I’m still tweaking things, and haven’t had time to do any detailed stats anyway, but I’d like to give a quick mention to three different techniques (at the mailserver level) that have been extremely effective for me.

  • Greylisting essentially has my mailserver throw a “temporary failure” at mailservers that connect that it hasn’t seen before. This exploits the fact that most spammers don’t use “real” mailservers, but instead use programs designed to connect directly and pump out spam. Real mailservers have been designed, for decades, so that these temporary problems are no big deal, and will just try again in 15 minutes. Most spam programs, though, don’t. My stats are probably skewed, but out of over 500 instances of servers being greylisted, one spam message has slipped through. That’s what, 99.8% accuracy? (The downside is that legitimate mail is delayed, since when it’s delivered the first time, we say, “Sorry, we’re busy. Try again later,” and speed of delivery is at the mercy of the mailserver… Policyd has a neat feature, though, allowing greylisting to be toggled per-user, so it needn’t be a hassle.)
  • Mailservers talk to each other using the SMTP protocol. (Err, the “P” stands for “Protocol,” but “The SMTP” or “The SMT Protocol” sound absurd.) The mailserver starting the connection begins by saying “HELO” and giving its hostname. This is actually fairly pointless, as you can see the IP/hostname that the connection is coming from at the TCP level, so you’d be a fool to trust the HELO string. But it happens that this is a useful thing to look at in spam. For one, a handful of spam programs apparently don’t even include the HELO string. They’re instantly classified as spam. (Though the server lets them send some headers for logging.) A few other spammers will try saying “HELO” with the name of the server they’re connecting to. Insta-spam. But where I catch the most people is by requiring an FQDN in the HELO string. (Which is slightly risky, as a legitimate mailserver could send a bad HELO string.) An “FQDN” is a fully-qualified domain name: think “complete name.” www.example.com is complete; you can type it and get there. “www” is not. Since the log file reset Sunday morning, my mailserver has refused 268 connections because of a bad HELO string. I try to sift through them and check; every single one is egregious spam.
  • Spamtraps are my new favorite thing. I have a handful of addresses that do not exist, and have never existed, yet get a lot of spam. Periodically I trawl the logfiles to extract a list of non-existent addresses that people tried to send mail to, and list the most common ones as spamtraps. Sending mail to a spamtrap gets your mailserver blacklisted. Note that I’m currently using a handful of addresses that were once good, but that haven’t received legitimate mail in years… So don’t go sending me mail at years-old addresses just because you read that the n1zyy.com mailserver is online… It may end badly. 😉 (Actually, this leads to an interesting observation: spamtraps could be exploited to get “good” mailservers blacklisted! If you know that xyz@example.com is a “spamtrap,” you could send it mail from, say, GMail and Hotmail, and get both blacklisted…)

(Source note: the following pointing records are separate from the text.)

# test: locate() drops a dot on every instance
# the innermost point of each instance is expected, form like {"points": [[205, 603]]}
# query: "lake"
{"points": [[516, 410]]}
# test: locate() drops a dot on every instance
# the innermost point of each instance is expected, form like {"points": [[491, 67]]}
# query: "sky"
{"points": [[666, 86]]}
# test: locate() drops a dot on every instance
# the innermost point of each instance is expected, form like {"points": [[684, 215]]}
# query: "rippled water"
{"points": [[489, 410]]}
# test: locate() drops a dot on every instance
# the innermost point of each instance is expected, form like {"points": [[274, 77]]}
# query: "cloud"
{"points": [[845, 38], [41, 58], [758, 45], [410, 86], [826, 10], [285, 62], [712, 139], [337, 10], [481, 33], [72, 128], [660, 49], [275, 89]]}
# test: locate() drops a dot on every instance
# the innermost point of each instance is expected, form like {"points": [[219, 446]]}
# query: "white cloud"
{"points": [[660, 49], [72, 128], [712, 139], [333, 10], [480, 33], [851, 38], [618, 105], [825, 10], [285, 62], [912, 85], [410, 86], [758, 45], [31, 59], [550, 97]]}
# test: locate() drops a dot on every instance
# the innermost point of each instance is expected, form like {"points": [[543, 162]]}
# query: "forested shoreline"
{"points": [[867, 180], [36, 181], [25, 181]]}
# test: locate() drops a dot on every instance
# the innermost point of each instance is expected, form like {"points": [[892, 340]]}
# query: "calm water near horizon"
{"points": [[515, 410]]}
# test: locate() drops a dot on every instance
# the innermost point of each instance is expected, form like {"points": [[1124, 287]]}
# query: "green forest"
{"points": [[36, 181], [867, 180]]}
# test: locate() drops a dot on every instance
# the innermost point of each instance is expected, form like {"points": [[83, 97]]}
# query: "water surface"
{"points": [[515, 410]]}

What really interests me, though, is that most of these filters are almost absurdly simple and easy to defeat. Spammers need to take 30 seconds to set up an “FQDN” to use. (I don’t even check that it actually matches to your IP, only that it makes the least bit of sense.) Greylisting has been in use for a few years, so there’s no reason that spammers couldn’t have adapted with more intelligent software that will attempt to re-deliver spam which gets a temporary failure.

And yet, as the stats show, I’ve had very good luck so far: way, way more than 99% of spam is rejected before it ever reaches the “complex” anti-spam filters that actually look at the message body.